Murder on the First Floor, Laughter on the Fifth

Witt Tarantino  |  8 min read


A hooded man was walking down a street in the chilled fall air of a New England night. He was in one of those big cities, like Portland or Providence, a quiet city that lacked the commerce of Boston, or the energy of New York. Nevertheless, this man was walking toward an apartment building. It was a five-floor brick building owned by an independent company.

The city had allowed the building, which had previously been a large home, to be converted into apartments, with the one stipulation that at least one of the apartments be affordable housing for people in the lower income brackets. The owner made the bottom floor into two rather small one-bed, one-bath apartments. The next three floors were each converted into their own apartments, and the final floor was made into a sort of penthouse, with access to a rooftop garden and patio area. On the top floor, a wealthy businessman sat in front of a large plasma TV. He was wearing his favorite sports jersey. In his company were some of his work friends. Each man was verging on the point of drunkenness, and had become rather rowdy. They were eating handfuls of table snacks at a time, and drinking expensive microbrewery beers.

On the first floor lived two families. The left apartment housed a single mother and her 2-year-old child. She worked two jobs in order to support herself and her child. She lived on food stamps and the stale loaves of bread she stole from her job at Panera. Her child was sick, because there wasn’t any heat. Instead, the two were huddled on an old, mauve couch underneath piles of blankets. They were watching the same sports event, but on a small, plastic TV.  Though the woman was a single mother, she had started dating again. She had recently entered into a serious relationship with a tall, handsome man. Unknown to her, he had severe anger issues and his way of dealing with it was to impose his power on weaker individuals. His previous girlfriend broke up with him after he failed to get a raise he was hoping for, and punched her in the face.  All of this was unknown to the woman sitting in front of a glowing screen, with her child wrapped around her waist, until he walked through the front door.

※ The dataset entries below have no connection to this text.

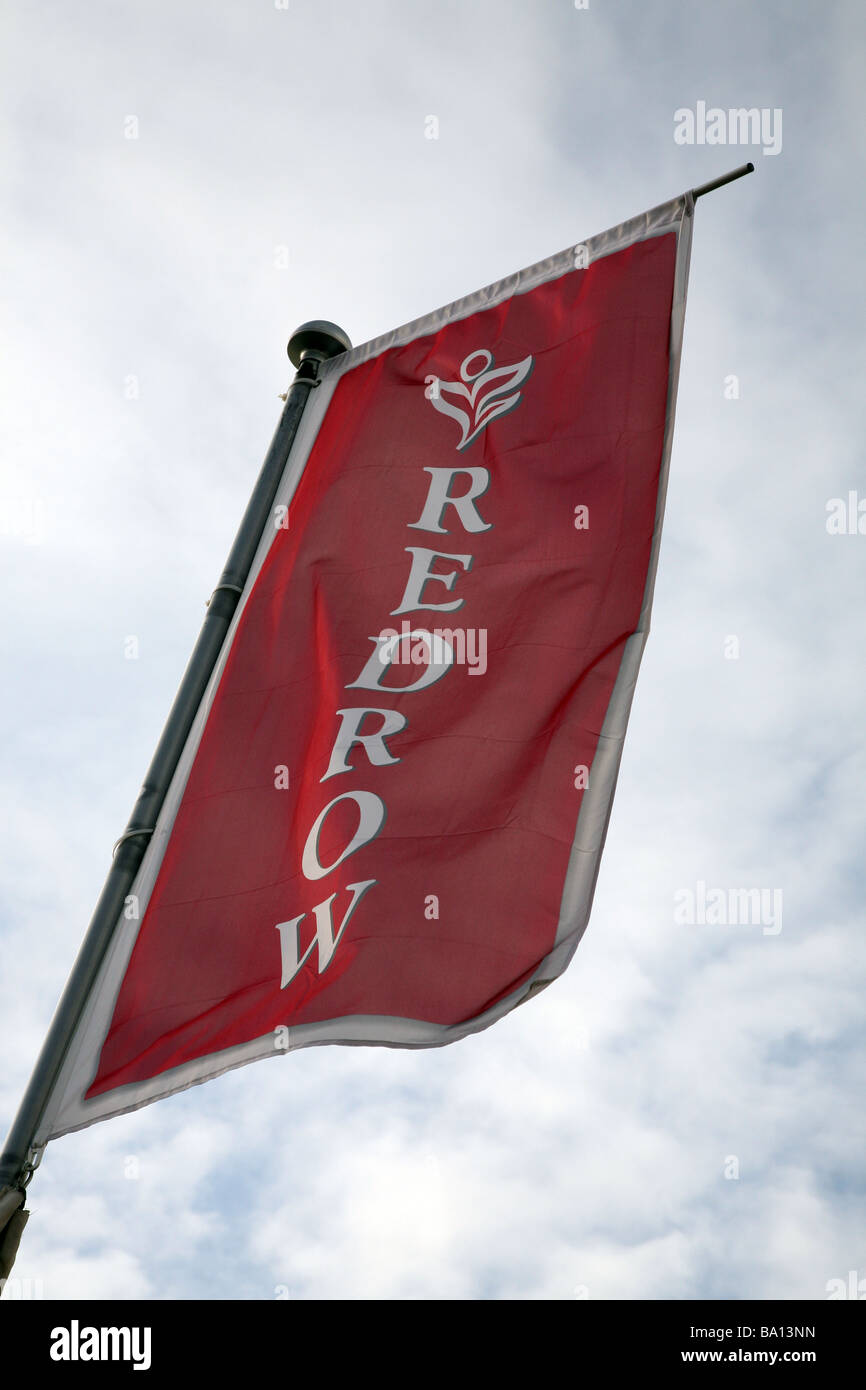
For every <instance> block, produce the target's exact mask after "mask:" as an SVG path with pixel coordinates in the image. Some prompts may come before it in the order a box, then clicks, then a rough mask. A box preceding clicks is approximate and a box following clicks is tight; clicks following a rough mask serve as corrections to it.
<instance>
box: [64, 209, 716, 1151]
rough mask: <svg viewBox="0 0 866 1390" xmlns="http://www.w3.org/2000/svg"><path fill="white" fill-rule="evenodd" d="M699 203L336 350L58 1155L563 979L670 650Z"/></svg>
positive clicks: (91, 1019) (430, 1036) (496, 1013)
mask: <svg viewBox="0 0 866 1390" xmlns="http://www.w3.org/2000/svg"><path fill="white" fill-rule="evenodd" d="M692 207H694V204H692V197H691V195H685V196H683V197H680V199H676V200H673V202H671V203H667V204H664V206H662V207H659V208H655V210H653V211H652V213H648V214H644V215H641V217H638V218H634V220H632V221H631V222H627V224H624V225H623V227H619V228H614V229H612V231H609V232H605V234H602V235H601V236H596V238H592V239H591V240H588V242H585V243H582V245H581V246H578V247H574V249H571V250H569V252H564V253H562V254H560V256H555V257H552V259H549V260H546V261H542V263H541V264H538V265H534V267H531V268H530V270H527V271H521V272H520V274H518V275H514V277H510V278H509V279H507V281H503V282H500V284H498V285H493V286H491V288H488V289H485V291H481V292H478V293H477V295H473V296H470V297H468V299H464V300H460V302H457V303H455V304H450V306H449V307H448V309H443V310H441V311H438V313H435V314H431V316H428V317H427V318H424V320H420V321H417V322H414V324H410V325H407V327H405V328H400V329H396V331H395V332H392V334H389V335H386V336H385V338H381V339H377V341H375V342H371V343H366V345H363V346H360V347H356V349H353V350H350V352H348V353H345V354H343V356H341V357H336V359H334V360H331V361H329V363H327V364H325V366H324V367H322V370H321V378H322V385H321V386H320V388H318V389H317V391H316V392H313V396H311V400H310V403H309V406H307V410H306V414H304V418H303V423H302V427H300V431H299V435H297V438H296V441H295V445H293V449H292V455H291V457H289V461H288V466H286V470H285V475H284V480H282V484H281V488H279V493H278V498H277V507H275V512H274V518H272V521H274V524H272V525H270V527H268V530H267V532H265V534H264V535H263V538H261V543H260V546H259V555H257V559H256V563H254V566H253V570H252V573H250V577H249V581H247V584H246V588H245V592H243V595H242V599H240V603H239V606H238V612H236V614H235V619H234V623H232V627H231V630H229V634H228V637H227V641H225V645H224V649H222V653H221V657H220V662H218V666H217V669H215V671H214V676H213V678H211V681H210V685H209V689H207V694H206V696H204V701H203V705H202V709H200V710H199V716H197V719H196V724H195V727H193V731H192V734H190V737H189V741H188V746H186V749H185V753H183V758H182V760H181V766H179V769H178V771H177V776H175V778H174V783H172V785H171V790H170V794H168V798H167V802H165V805H164V808H163V812H161V815H160V819H158V823H157V827H156V833H154V835H153V838H152V842H150V845H149V848H147V851H146V853H145V858H143V862H142V866H140V870H139V874H138V878H136V883H135V885H133V894H132V895H131V903H132V908H129V906H128V909H126V912H125V913H124V915H122V917H121V920H120V922H118V926H117V930H115V933H114V938H113V942H111V947H110V949H108V954H107V956H106V959H104V963H103V967H101V973H100V977H99V981H97V984H96V987H95V990H93V992H92V997H90V1001H89V1005H88V1008H86V1011H85V1015H83V1017H82V1020H81V1023H79V1027H78V1031H76V1036H75V1040H74V1044H72V1047H71V1049H70V1052H68V1056H67V1061H65V1063H64V1068H63V1072H61V1076H60V1080H58V1083H57V1086H56V1088H54V1093H53V1095H51V1099H50V1102H49V1106H47V1109H46V1112H44V1115H43V1119H42V1125H40V1130H39V1134H38V1141H39V1143H44V1141H46V1140H47V1138H53V1137H56V1136H57V1134H63V1133H67V1131H68V1130H72V1129H79V1127H82V1126H85V1125H89V1123H92V1122H93V1120H96V1119H104V1118H107V1116H108V1115H114V1113H120V1112H122V1111H126V1109H133V1108H136V1106H139V1105H143V1104H146V1102H149V1101H152V1099H157V1098H158V1097H163V1095H168V1094H171V1093H174V1091H178V1090H181V1088H183V1087H186V1086H190V1084H193V1083H196V1081H202V1080H206V1079H207V1077H211V1076H215V1074H218V1073H220V1072H224V1070H227V1069H228V1068H232V1066H239V1065H242V1063H243V1062H247V1061H253V1059H254V1058H260V1056H268V1055H275V1054H277V1055H279V1052H282V1051H286V1049H293V1048H300V1047H306V1045H311V1044H318V1042H373V1044H377V1042H378V1044H388V1045H396V1047H430V1045H439V1044H445V1042H450V1041H455V1040H456V1038H461V1037H464V1036H466V1034H468V1033H473V1031H477V1030H480V1029H484V1027H487V1026H488V1024H489V1023H492V1022H495V1020H496V1019H499V1017H500V1016H502V1015H503V1013H506V1012H507V1011H509V1009H512V1008H514V1006H516V1005H517V1004H520V1002H523V1001H524V999H525V998H528V997H530V995H531V994H532V992H534V991H537V990H538V988H542V987H544V986H545V984H548V983H549V981H550V980H553V979H555V977H556V976H557V974H560V973H562V972H563V970H564V967H566V966H567V963H569V960H570V959H571V955H573V954H574V949H575V947H577V942H578V940H580V937H581V934H582V931H584V927H585V924H587V919H588V915H589V906H591V901H592V891H594V885H595V878H596V874H598V865H599V856H601V852H602V845H603V840H605V833H606V827H607V819H609V813H610V805H612V798H613V790H614V783H616V774H617V767H619V762H620V755H621V748H623V738H624V733H626V723H627V719H628V710H630V705H631V696H632V691H634V682H635V677H637V670H638V666H639V659H641V653H642V649H644V644H645V639H646V631H648V624H649V610H651V602H652V587H653V577H655V570H656V562H657V550H659V538H660V525H662V513H663V502H664V489H666V481H667V466H669V457H670V446H671V432H673V418H674V402H676V386H677V373H678V361H680V346H681V334H683V314H684V307H685V286H687V277H688V256H689V243H691V221H692Z"/></svg>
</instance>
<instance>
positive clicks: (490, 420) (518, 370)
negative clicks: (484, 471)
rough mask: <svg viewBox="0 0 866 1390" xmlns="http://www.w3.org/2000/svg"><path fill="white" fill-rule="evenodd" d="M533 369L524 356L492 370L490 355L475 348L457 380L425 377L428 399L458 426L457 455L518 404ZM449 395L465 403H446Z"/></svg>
mask: <svg viewBox="0 0 866 1390" xmlns="http://www.w3.org/2000/svg"><path fill="white" fill-rule="evenodd" d="M532 367H534V360H532V357H524V359H523V361H518V363H516V364H514V366H512V367H495V366H493V354H492V352H488V349H487V347H478V349H477V350H475V352H471V353H470V354H468V357H464V359H463V361H461V363H460V378H461V379H460V381H441V378H439V377H432V378H428V386H427V392H425V395H427V399H428V400H430V402H431V404H432V406H434V407H435V409H436V410H439V411H441V413H442V414H443V416H450V417H452V420H456V421H457V424H459V425H460V441H459V443H457V450H459V452H460V450H463V449H467V448H468V445H470V443H471V442H473V439H477V438H478V435H480V434H481V431H482V430H484V428H487V425H489V423H491V420H498V418H499V417H500V416H506V414H507V413H509V411H510V410H514V409H516V407H517V406H518V404H520V399H521V391H520V389H518V388H520V386H523V384H524V382H525V381H527V378H528V375H530V373H531V371H532ZM448 396H456V398H457V400H459V402H464V404H457V403H456V402H455V400H448V399H446V398H448Z"/></svg>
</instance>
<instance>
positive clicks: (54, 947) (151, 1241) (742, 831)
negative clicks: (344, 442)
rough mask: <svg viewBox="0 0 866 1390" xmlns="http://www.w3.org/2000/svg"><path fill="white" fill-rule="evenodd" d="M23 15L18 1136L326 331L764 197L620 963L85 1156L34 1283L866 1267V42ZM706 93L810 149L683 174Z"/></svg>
mask: <svg viewBox="0 0 866 1390" xmlns="http://www.w3.org/2000/svg"><path fill="white" fill-rule="evenodd" d="M6 28H7V32H6V42H4V54H3V60H1V61H3V81H1V89H3V97H1V101H3V125H4V133H6V139H4V152H3V208H4V217H3V224H4V232H3V238H4V240H3V264H4V277H3V281H4V289H3V293H4V311H3V339H4V354H3V370H1V373H0V392H1V399H3V432H4V448H3V463H1V474H0V555H1V567H3V569H1V574H3V594H4V603H3V610H4V621H3V630H1V644H3V648H1V649H3V667H4V671H6V678H4V681H3V684H1V688H0V698H1V701H3V710H1V720H0V728H1V730H3V735H1V739H3V753H1V758H0V777H1V780H3V790H1V795H0V803H1V812H3V853H1V855H0V938H1V954H0V959H1V962H3V966H1V990H0V1045H1V1048H3V1066H1V1068H0V1123H3V1125H6V1122H7V1119H11V1115H13V1112H14V1109H15V1106H17V1104H18V1099H19V1097H21V1093H22V1090H24V1086H25V1083H26V1079H28V1076H29V1070H31V1066H32V1063H33V1059H35V1056H36V1052H38V1049H39V1045H40V1042H42V1038H43V1036H44V1031H46V1027H47V1023H49V1019H50V1015H51V1011H53V1006H54V1004H56V999H57V997H58V994H60V991H61V988H63V984H64V981H65V977H67V974H68V970H70V966H71V963H72V960H74V956H75V952H76V949H78V945H79V941H81V937H82V934H83V930H85V927H86V923H88V920H89V917H90V913H92V909H93V905H95V902H96V898H97V895H99V891H100V888H101V883H103V878H104V873H106V870H107V865H108V859H110V852H111V845H113V842H114V840H115V838H117V837H118V834H120V833H121V831H122V828H124V824H125V821H126V817H128V813H129V809H131V806H132V803H133V801H135V796H136V792H138V787H139V783H140V778H142V776H143V773H145V769H146V766H147V763H149V760H150V755H152V752H153V748H154V745H156V741H157V737H158V734H160V730H161V727H163V721H164V717H165V714H167V710H168V706H170V703H171V699H172V696H174V692H175V689H177V684H178V681H179V677H181V673H182V669H183V664H185V660H186V656H188V653H189V651H190V649H192V645H193V641H195V637H196V632H197V630H199V626H200V621H202V617H203V613H204V600H206V598H207V595H209V594H210V591H211V589H213V585H214V584H215V581H217V577H218V574H220V570H221V567H222V563H224V559H225V555H227V552H228V548H229V543H231V539H232V537H234V532H235V527H236V523H238V520H239V516H240V513H242V510H243V506H245V502H246V498H247V495H249V491H250V486H252V482H253V480H254V475H256V473H257V470H259V466H260V461H261V457H263V455H264V450H265V448H267V443H268V441H270V436H271V432H272V428H274V424H275V420H277V414H278V410H279V400H278V399H277V398H278V392H281V391H284V389H285V386H286V384H288V381H289V367H288V361H286V357H285V342H286V339H288V336H289V334H291V331H292V329H293V328H295V327H296V325H297V324H299V322H302V321H303V320H307V318H332V320H335V321H336V322H339V324H341V325H342V327H343V328H345V329H346V331H348V332H349V335H350V336H352V341H353V342H354V343H360V342H364V341H367V339H370V338H374V336H377V335H378V334H382V332H385V331H388V329H389V328H393V327H396V325H398V324H402V322H406V321H409V320H411V318H414V317H417V316H420V314H424V313H427V311H428V310H431V309H435V307H436V306H439V304H443V303H448V302H450V300H453V299H456V297H459V296H461V295H466V293H468V292H471V291H474V289H477V288H480V286H481V285H487V284H489V282H492V281H495V279H498V278H500V277H503V275H506V274H509V272H512V271H514V270H518V268H520V267H523V265H528V264H532V263H534V261H537V260H539V259H541V257H545V256H548V254H550V253H553V252H557V250H560V249H562V247H564V246H569V245H573V243H575V242H580V240H581V239H582V238H587V236H591V235H594V234H596V232H601V231H603V229H605V228H607V227H612V225H614V224H617V222H620V221H623V220H624V218H627V217H630V215H632V214H635V213H639V211H642V210H645V208H649V207H653V206H656V204H657V203H660V202H664V200H666V199H667V197H670V196H673V195H676V193H680V192H683V190H684V189H687V188H691V186H694V185H698V183H701V182H705V181H708V179H710V178H713V177H716V175H717V174H720V172H724V171H726V170H728V168H733V167H735V165H738V164H742V163H744V161H745V160H748V158H752V160H753V161H755V164H756V172H755V174H753V175H752V177H751V178H748V179H744V181H741V182H740V183H735V185H733V186H731V188H728V189H724V190H721V192H719V193H714V195H713V196H712V197H708V199H706V200H702V202H701V203H699V204H698V208H696V222H695V240H694V247H692V263H691V281H689V296H688V309H687V318H685V345H684V359H683V370H681V378H680V398H678V414H677V432H676V438H674V450H673V460H671V475H670V489H669V503H667V516H666V524H664V535H663V543H662V557H660V566H659V575H657V584H656V598H655V610H653V630H652V634H651V638H649V644H648V649H646V655H645V659H644V666H642V671H641V678H639V681H638V691H637V698H635V703H634V709H632V716H631V724H630V734H628V738H627V744H626V755H624V759H623V767H621V773H620V780H619V787H617V795H616V803H614V809H613V816H612V821H610V830H609V837H607V847H606V851H605V858H603V862H602V870H601V876H599V881H598V891H596V898H595V906H594V915H592V920H591V924H589V929H588V931H587V935H585V937H584V941H582V942H581V945H580V948H578V952H577V955H575V958H574V962H573V965H571V967H570V970H569V972H567V974H566V976H563V977H562V979H560V980H559V981H556V983H555V984H553V986H552V987H550V988H549V990H546V991H545V992H544V994H542V995H539V997H538V998H537V999H534V1001H531V1002H530V1004H528V1006H527V1008H521V1009H517V1011H516V1012H514V1013H513V1015H510V1016H507V1017H506V1019H505V1020H502V1022H500V1023H498V1024H496V1026H495V1027H493V1029H491V1030H488V1031H487V1033H482V1034H480V1036H477V1037H473V1038H468V1040H466V1041H463V1042H459V1044H456V1045H453V1047H450V1048H443V1049H432V1051H428V1052H400V1051H391V1049H378V1048H336V1047H331V1048H313V1049H310V1051H306V1052H299V1054H295V1055H289V1056H284V1058H281V1059H279V1063H277V1062H274V1063H268V1065H263V1063H256V1065H254V1066H249V1068H245V1069H242V1070H239V1072H234V1073H231V1074H228V1076H224V1077H221V1079H218V1080H215V1081H210V1083H209V1084H207V1086H203V1087H196V1088H193V1090H192V1091H190V1093H186V1094H182V1095H177V1097H174V1098H170V1099H167V1101H161V1102H158V1104H157V1105H152V1106H147V1108H145V1109H142V1111H139V1112H138V1113H135V1115H128V1116H121V1118H118V1119H113V1120H110V1122H107V1123H104V1125H97V1126H93V1127H92V1129H89V1130H85V1131H82V1133H78V1134H72V1136H68V1137H64V1138H61V1140H57V1141H56V1143H54V1144H51V1145H49V1150H47V1151H46V1156H44V1161H43V1165H42V1169H40V1172H39V1173H38V1176H36V1179H35V1180H33V1186H32V1195H31V1208H32V1212H33V1215H32V1218H31V1222H29V1226H28V1230H26V1233H25V1238H24V1243H22V1247H21V1252H19V1257H18V1261H17V1265H15V1275H17V1276H18V1279H21V1280H32V1282H39V1284H38V1287H39V1289H40V1290H42V1293H43V1294H44V1297H49V1298H64V1297H72V1295H75V1297H82V1295H85V1297H90V1298H106V1297H121V1298H149V1300H160V1298H243V1300H270V1298H274V1297H291V1298H297V1300H304V1298H460V1300H477V1298H482V1300H485V1298H521V1300H527V1298H530V1300H537V1298H542V1300H574V1298H594V1300H610V1298H663V1300H664V1298H699V1300H701V1298H771V1297H780V1298H792V1297H805V1298H826V1297H827V1293H826V1290H827V1282H828V1280H831V1279H845V1280H847V1279H848V1272H849V1270H858V1275H859V1277H860V1279H862V1277H865V1276H866V1243H865V1236H863V1233H865V1230H866V1220H865V1218H866V1191H865V1180H863V1168H862V1155H863V1150H865V1140H866V1136H865V1133H863V1130H865V1126H863V1118H862V1115H863V1112H862V1093H863V1079H865V1077H863V1036H865V1027H863V1006H862V1001H863V994H865V990H866V979H865V976H866V967H865V955H863V910H862V898H863V805H865V801H866V798H865V795H863V785H865V780H866V756H865V755H866V737H865V733H863V728H865V724H863V651H865V649H866V619H865V614H866V603H865V598H866V585H865V582H863V566H865V564H866V534H863V535H859V534H853V535H849V534H847V535H835V534H830V532H828V530H827V516H828V513H827V505H828V502H831V499H834V498H841V499H845V502H848V495H849V492H852V491H858V489H859V496H860V498H865V499H866V475H865V470H863V420H862V417H863V389H862V378H863V367H865V364H863V346H862V324H863V271H862V265H863V259H862V245H860V238H862V186H863V175H865V170H863V136H862V128H863V126H862V74H863V63H865V58H866V51H865V49H866V43H865V31H866V22H865V15H863V10H862V7H860V6H858V4H856V3H855V0H847V3H842V0H840V3H830V4H826V6H819V7H816V6H810V4H805V3H802V0H798V3H796V4H794V6H791V4H790V3H785V4H781V3H765V4H762V6H760V7H756V6H755V4H752V3H746V0H744V3H735V0H719V3H716V4H712V6H709V4H702V6H694V4H687V3H685V0H678V3H677V0H645V3H637V0H591V3H589V6H588V8H585V10H578V8H575V6H574V3H573V0H544V3H532V0H496V3H492V0H461V3H456V0H434V3H420V0H411V3H398V0H379V3H375V0H364V3H359V0H332V3H331V4H328V6H313V4H309V3H303V0H288V3H286V4H285V6H282V4H278V6H275V4H274V0H253V3H247V0H243V3H242V0H207V3H204V0H185V3H183V4H182V6H177V4H171V3H168V0H154V3H152V4H147V6H117V4H111V3H108V0H92V3H90V4H88V6H86V7H83V8H82V7H72V6H68V4H61V3H58V0H57V3H47V0H35V3H32V4H26V6H25V4H18V6H13V7H10V11H7V25H6ZM699 101H705V103H706V104H708V107H721V108H726V110H727V108H731V107H758V108H766V110H767V111H769V113H773V111H776V113H781V115H776V118H774V120H776V136H777V142H778V136H780V135H781V149H778V150H777V153H765V150H763V147H762V146H760V145H755V146H748V147H744V146H738V147H726V146H709V145H678V143H676V140H674V113H676V111H677V110H680V108H691V110H695V108H696V104H698V103H699ZM430 117H435V118H436V121H438V138H436V139H430V138H428V135H430V131H431V128H435V126H431V122H430ZM131 136H136V138H131ZM731 377H735V378H737V384H738V396H737V398H735V399H728V398H730V396H731V391H730V378H731ZM726 382H728V388H727V396H726ZM865 512H866V505H865ZM863 527H865V531H866V518H865V521H863ZM129 637H136V638H138V648H139V656H138V659H136V660H129V659H126V657H125V655H124V653H125V644H126V639H128V638H129ZM731 638H734V639H735V641H734V642H731ZM733 652H738V655H731V653H733ZM698 883H705V884H708V887H719V885H721V887H724V888H728V887H742V888H766V890H778V892H780V894H781V903H783V909H781V917H780V920H781V930H778V931H766V930H765V929H763V927H762V926H760V924H753V926H752V924H742V926H710V924H692V926H688V924H684V923H681V922H678V920H677V919H676V913H674V903H676V901H677V899H676V894H677V892H678V891H681V890H689V888H691V890H694V888H695V887H696V884H698ZM734 1175H737V1176H734Z"/></svg>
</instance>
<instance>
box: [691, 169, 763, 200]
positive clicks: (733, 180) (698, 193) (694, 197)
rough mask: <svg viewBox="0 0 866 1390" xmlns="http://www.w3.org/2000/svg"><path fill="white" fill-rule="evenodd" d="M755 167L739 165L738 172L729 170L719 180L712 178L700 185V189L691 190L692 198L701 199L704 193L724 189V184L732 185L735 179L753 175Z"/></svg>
mask: <svg viewBox="0 0 866 1390" xmlns="http://www.w3.org/2000/svg"><path fill="white" fill-rule="evenodd" d="M753 172H755V165H753V164H752V163H749V164H741V165H740V168H738V170H731V172H730V174H721V175H720V177H719V178H713V179H710V181H709V183H702V185H701V188H694V189H692V197H694V199H695V200H698V199H699V197H703V195H705V193H712V192H713V190H714V189H717V188H724V185H726V183H733V182H734V179H735V178H742V175H744V174H753Z"/></svg>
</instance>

He had beads of sweat dripping from his shaven head. The hoodie he was wearing had been taken off and placed at the front door. He walked toward the TV, and unplugged it. Anger was seeping from every pore of his body. It dripped on to the carpet, and filled the air with the hot aroma of hatred. The woman told her child to go to bed. She tried to calm the man, but he was inconsolable. He was angry with her, and irrationally so, for she had played no hand in the loss of his job. Nevertheless, he produced a small knife from his pocket. He flashed the silver tip of the weapon toward the woman, who stifled a scream as to not frighten her son. She tried to talk some sense into the man, but he was far beyond the point of sanity. He brought his knife arm up into the air, and struck down with all of his power until the blade was deep inside the woman’s chest cavity.  She began bleeding profusely, and died in a matter of seconds. The man turned the TV back on, and watched the rest of the game.

On the top floor, the group of men continued to watch the game. They hadn’t heard a noise, and even if they had, it couldn’t have torn them away from their beloved sports team long enough for them to take any real action. The poor woman below them had died. Her son would be put into foster care, and a new tenant would move in. What did it matter to the man who lived in the penthouse?